Hutu, ook Bahutu of Wahutu genoemd, Bantoe sprekende bevolking van Rwanda en Burundi. De Hutu’s, die aan het eind van de 20e eeuw ongeveer 9.500.000 mensen telden, vormen de overgrote meerderheid in beide landen, maar waren van oudsher onderworpen aan de Tutsi’s (q.v.), krijger-pastoralisten van Nilotische afkomst.

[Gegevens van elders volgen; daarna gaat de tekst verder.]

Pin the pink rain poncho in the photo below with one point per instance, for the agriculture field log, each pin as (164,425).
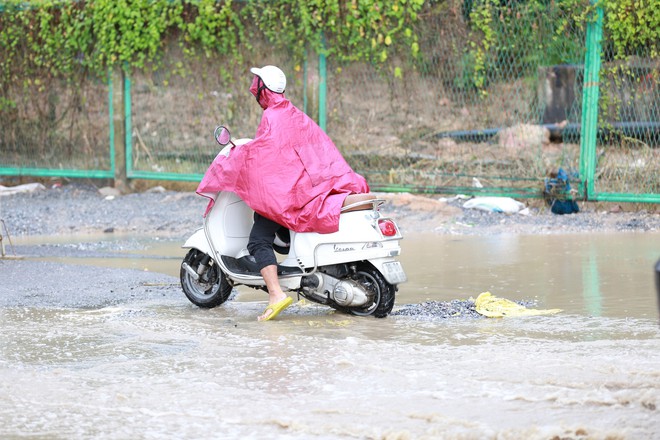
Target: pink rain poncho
(291,172)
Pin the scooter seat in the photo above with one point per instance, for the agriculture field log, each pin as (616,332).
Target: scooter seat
(358,202)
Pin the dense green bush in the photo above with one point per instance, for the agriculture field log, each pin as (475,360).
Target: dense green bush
(70,39)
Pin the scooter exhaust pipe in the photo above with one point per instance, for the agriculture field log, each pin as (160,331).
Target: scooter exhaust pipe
(191,271)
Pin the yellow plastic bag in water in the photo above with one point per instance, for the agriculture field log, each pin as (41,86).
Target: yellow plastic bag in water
(493,307)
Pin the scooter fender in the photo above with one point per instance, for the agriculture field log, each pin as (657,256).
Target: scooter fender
(198,241)
(391,269)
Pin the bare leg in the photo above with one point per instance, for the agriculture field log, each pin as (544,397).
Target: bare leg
(275,293)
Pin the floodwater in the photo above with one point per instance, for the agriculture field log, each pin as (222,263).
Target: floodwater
(166,369)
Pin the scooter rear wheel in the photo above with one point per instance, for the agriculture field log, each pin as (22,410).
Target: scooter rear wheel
(212,287)
(383,292)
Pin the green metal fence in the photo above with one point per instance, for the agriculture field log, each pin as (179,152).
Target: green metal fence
(476,114)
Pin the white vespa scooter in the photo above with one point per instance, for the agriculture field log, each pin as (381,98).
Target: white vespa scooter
(353,270)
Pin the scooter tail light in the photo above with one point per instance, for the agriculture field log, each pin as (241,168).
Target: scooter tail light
(387,227)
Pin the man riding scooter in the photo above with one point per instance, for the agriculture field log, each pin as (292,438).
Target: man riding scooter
(291,174)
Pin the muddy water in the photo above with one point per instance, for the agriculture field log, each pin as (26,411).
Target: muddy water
(165,369)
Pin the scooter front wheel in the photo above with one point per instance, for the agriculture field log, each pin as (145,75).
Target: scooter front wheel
(209,288)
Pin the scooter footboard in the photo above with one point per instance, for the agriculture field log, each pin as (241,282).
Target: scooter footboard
(391,269)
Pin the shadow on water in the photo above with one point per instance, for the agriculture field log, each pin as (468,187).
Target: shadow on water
(157,367)
(587,274)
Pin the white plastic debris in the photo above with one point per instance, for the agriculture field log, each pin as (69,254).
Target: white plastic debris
(506,205)
(28,187)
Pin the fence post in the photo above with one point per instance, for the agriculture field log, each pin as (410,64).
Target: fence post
(590,97)
(117,130)
(323,82)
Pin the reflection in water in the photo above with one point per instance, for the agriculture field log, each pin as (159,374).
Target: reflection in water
(591,288)
(165,369)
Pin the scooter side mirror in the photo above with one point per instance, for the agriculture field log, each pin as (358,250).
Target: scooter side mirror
(222,135)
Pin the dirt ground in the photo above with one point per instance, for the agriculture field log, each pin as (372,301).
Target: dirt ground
(77,208)
(161,214)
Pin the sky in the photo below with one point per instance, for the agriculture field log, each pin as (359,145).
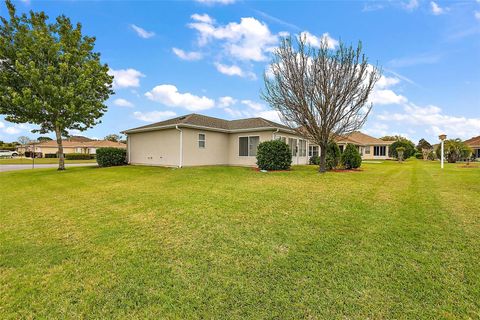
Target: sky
(209,56)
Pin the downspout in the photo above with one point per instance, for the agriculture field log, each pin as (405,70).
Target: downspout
(181,147)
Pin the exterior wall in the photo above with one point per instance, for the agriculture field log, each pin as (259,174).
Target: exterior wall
(233,150)
(214,153)
(160,148)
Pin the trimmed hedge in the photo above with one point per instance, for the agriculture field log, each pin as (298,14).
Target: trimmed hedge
(274,155)
(351,158)
(108,157)
(79,156)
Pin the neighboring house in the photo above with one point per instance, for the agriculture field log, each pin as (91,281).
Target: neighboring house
(195,140)
(70,145)
(474,143)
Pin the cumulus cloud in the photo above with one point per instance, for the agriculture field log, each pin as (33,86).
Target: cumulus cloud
(120,102)
(248,40)
(226,101)
(142,33)
(190,56)
(234,70)
(168,95)
(126,78)
(315,41)
(153,116)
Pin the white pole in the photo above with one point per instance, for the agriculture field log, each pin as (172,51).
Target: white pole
(442,154)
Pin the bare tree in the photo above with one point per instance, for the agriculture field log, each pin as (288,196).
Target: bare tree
(321,93)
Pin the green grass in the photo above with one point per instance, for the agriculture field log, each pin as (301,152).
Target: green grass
(40,161)
(395,241)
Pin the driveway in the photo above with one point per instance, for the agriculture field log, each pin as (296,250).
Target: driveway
(13,167)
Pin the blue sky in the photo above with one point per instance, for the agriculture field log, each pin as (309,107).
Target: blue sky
(174,58)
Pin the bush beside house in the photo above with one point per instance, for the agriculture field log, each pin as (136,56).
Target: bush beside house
(351,158)
(273,155)
(108,157)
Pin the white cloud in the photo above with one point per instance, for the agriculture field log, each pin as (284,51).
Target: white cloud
(120,102)
(315,41)
(142,33)
(212,2)
(190,56)
(226,101)
(234,70)
(248,40)
(153,116)
(436,9)
(476,14)
(168,95)
(125,78)
(386,96)
(253,105)
(205,18)
(433,121)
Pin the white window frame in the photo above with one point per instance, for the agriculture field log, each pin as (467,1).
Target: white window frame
(248,145)
(204,140)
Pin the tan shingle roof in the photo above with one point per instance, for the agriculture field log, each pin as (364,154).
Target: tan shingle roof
(473,142)
(362,139)
(215,123)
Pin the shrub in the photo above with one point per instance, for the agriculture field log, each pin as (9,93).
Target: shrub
(78,156)
(274,155)
(333,156)
(351,158)
(314,160)
(108,157)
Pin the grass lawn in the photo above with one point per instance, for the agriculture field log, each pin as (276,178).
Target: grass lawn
(395,241)
(40,161)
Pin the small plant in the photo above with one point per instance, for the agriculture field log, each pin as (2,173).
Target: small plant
(274,155)
(333,155)
(351,158)
(108,157)
(400,152)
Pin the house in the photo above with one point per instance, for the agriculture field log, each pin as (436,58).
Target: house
(75,144)
(474,143)
(194,140)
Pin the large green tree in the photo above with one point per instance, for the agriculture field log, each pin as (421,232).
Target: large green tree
(49,75)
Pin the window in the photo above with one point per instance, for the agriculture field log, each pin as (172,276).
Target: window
(247,146)
(379,151)
(201,140)
(302,148)
(313,151)
(292,143)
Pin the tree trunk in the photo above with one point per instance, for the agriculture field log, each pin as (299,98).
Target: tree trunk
(61,157)
(323,157)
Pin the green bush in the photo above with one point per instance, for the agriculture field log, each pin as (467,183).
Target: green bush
(314,160)
(333,156)
(274,155)
(78,156)
(108,157)
(351,158)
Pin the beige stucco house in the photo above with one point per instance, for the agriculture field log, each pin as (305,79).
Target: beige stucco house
(195,140)
(76,144)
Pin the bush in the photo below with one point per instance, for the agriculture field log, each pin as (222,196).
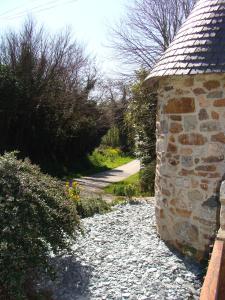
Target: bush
(36,220)
(147,178)
(87,207)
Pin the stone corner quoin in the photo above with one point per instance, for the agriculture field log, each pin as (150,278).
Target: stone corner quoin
(190,78)
(190,160)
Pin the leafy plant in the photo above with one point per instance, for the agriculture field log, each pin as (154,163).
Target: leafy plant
(37,219)
(130,191)
(111,138)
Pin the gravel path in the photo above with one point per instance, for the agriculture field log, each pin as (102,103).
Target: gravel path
(121,257)
(101,180)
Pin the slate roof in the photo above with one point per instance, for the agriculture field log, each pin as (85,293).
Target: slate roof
(199,46)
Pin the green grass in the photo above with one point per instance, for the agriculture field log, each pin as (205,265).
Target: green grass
(119,188)
(100,160)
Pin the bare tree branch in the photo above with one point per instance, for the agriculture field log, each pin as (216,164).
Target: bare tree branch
(147,30)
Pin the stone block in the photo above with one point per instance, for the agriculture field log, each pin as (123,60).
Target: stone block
(211,84)
(188,82)
(183,213)
(185,172)
(179,106)
(215,115)
(215,94)
(210,126)
(219,103)
(199,91)
(203,115)
(186,151)
(176,127)
(192,139)
(219,137)
(172,148)
(176,118)
(186,232)
(163,126)
(206,168)
(211,202)
(195,195)
(190,123)
(187,161)
(203,102)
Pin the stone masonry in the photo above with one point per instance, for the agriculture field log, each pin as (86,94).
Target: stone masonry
(190,159)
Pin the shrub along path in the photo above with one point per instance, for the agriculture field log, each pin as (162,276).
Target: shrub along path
(94,184)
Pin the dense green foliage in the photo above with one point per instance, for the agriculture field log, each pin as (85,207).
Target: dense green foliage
(46,108)
(37,219)
(111,138)
(142,118)
(126,188)
(101,159)
(87,207)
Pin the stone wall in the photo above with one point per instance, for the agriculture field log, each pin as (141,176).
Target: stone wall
(190,160)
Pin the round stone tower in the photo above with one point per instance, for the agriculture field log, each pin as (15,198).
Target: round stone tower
(190,80)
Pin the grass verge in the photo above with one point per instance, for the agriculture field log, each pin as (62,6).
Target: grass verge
(100,160)
(122,188)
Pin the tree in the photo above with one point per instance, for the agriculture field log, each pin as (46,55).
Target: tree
(114,95)
(46,111)
(148,29)
(141,117)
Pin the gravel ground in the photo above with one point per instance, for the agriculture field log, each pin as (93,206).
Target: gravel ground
(121,257)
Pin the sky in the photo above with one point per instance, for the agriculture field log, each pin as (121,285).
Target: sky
(89,21)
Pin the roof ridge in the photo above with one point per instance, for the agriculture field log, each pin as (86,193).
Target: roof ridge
(198,47)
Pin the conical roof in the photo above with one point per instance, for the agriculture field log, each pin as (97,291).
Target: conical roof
(199,46)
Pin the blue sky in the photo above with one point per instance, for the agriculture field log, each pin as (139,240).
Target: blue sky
(88,19)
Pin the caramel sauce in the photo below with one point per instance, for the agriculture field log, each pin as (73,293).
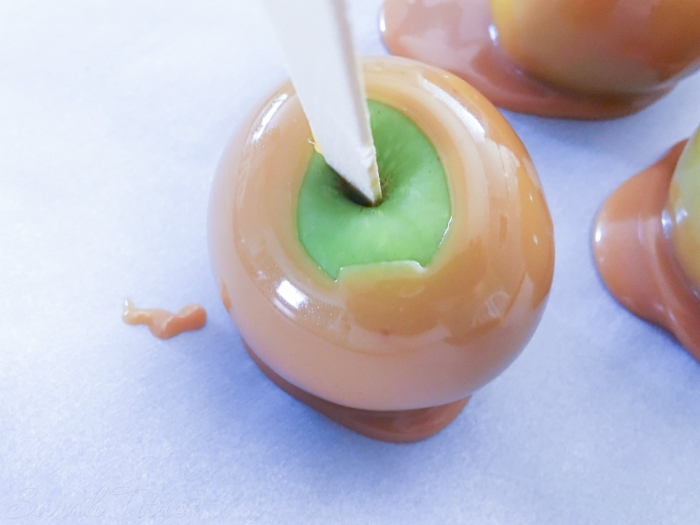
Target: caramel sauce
(460,36)
(385,337)
(635,257)
(395,426)
(164,324)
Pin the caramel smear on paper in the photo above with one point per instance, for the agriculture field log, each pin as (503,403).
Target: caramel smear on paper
(164,324)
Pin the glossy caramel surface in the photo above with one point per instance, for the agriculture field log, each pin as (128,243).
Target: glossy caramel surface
(607,47)
(636,259)
(387,336)
(459,36)
(684,211)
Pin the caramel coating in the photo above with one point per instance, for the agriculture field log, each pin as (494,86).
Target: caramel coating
(386,336)
(636,259)
(583,59)
(604,47)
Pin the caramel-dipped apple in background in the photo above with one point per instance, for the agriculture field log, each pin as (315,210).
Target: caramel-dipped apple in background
(646,243)
(569,58)
(389,343)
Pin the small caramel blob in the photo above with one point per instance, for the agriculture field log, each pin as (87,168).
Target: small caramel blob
(164,324)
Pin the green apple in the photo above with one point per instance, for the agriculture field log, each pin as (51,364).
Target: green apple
(339,230)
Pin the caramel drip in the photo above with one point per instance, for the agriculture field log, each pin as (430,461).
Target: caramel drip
(459,36)
(164,324)
(636,260)
(394,426)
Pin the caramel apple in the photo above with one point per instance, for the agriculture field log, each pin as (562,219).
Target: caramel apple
(646,243)
(567,58)
(391,346)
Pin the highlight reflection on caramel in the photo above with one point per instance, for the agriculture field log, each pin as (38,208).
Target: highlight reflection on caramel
(164,324)
(386,336)
(636,259)
(569,58)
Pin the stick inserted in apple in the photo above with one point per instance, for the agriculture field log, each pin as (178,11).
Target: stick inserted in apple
(385,318)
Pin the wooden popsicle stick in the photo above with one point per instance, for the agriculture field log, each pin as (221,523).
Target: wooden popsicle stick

Hutu-familiegroep, Burundi.
Sarah Errington/The Hutchison Library
Toen de Hutu’s het gebied betraden, vonden ze het bewoond door de Twa, Pygmeeënjagers die ze dwongen om zich terug te trekken. Het leven van de Hutu’s was gericht op kleinschalige landbouw en de sociale organisatie was gebaseerd op de clan, met kleine koningen (bahinza) die heersten over beperkte domeinen. De Tutsi’s trokken in de 14e of 15e eeuw het gebied binnen en onderwierpen de Hutu’s geleidelijk aan en dwongen hen tot een verhouding van heer en vazal. De Tutsi’s bleven dominant in Rwanda tot de periode 1959-61, toen de Hutu’s de meeste Tutsi’s uit het land verjoegen en de controle over de regering overnamen. In Burundi vond in 1965 een mislukte couppoging van de Hutu’s plaats, en de Hutu’s in dat land bleven ondergeschikt aan een door de Tutsi’s gedomineerde militaire regering. De betrekkingen tussen de twee groepen leidden regelmatig tot massamoorden en gevechten. In 1994 vond een van de ergste gevallen van genocide in de moderne geschiedenis plaats in Rwanda, waar Hutu-extremisten bijna een miljoen Tutsi’s en gematigde Hutu’s afslachtten.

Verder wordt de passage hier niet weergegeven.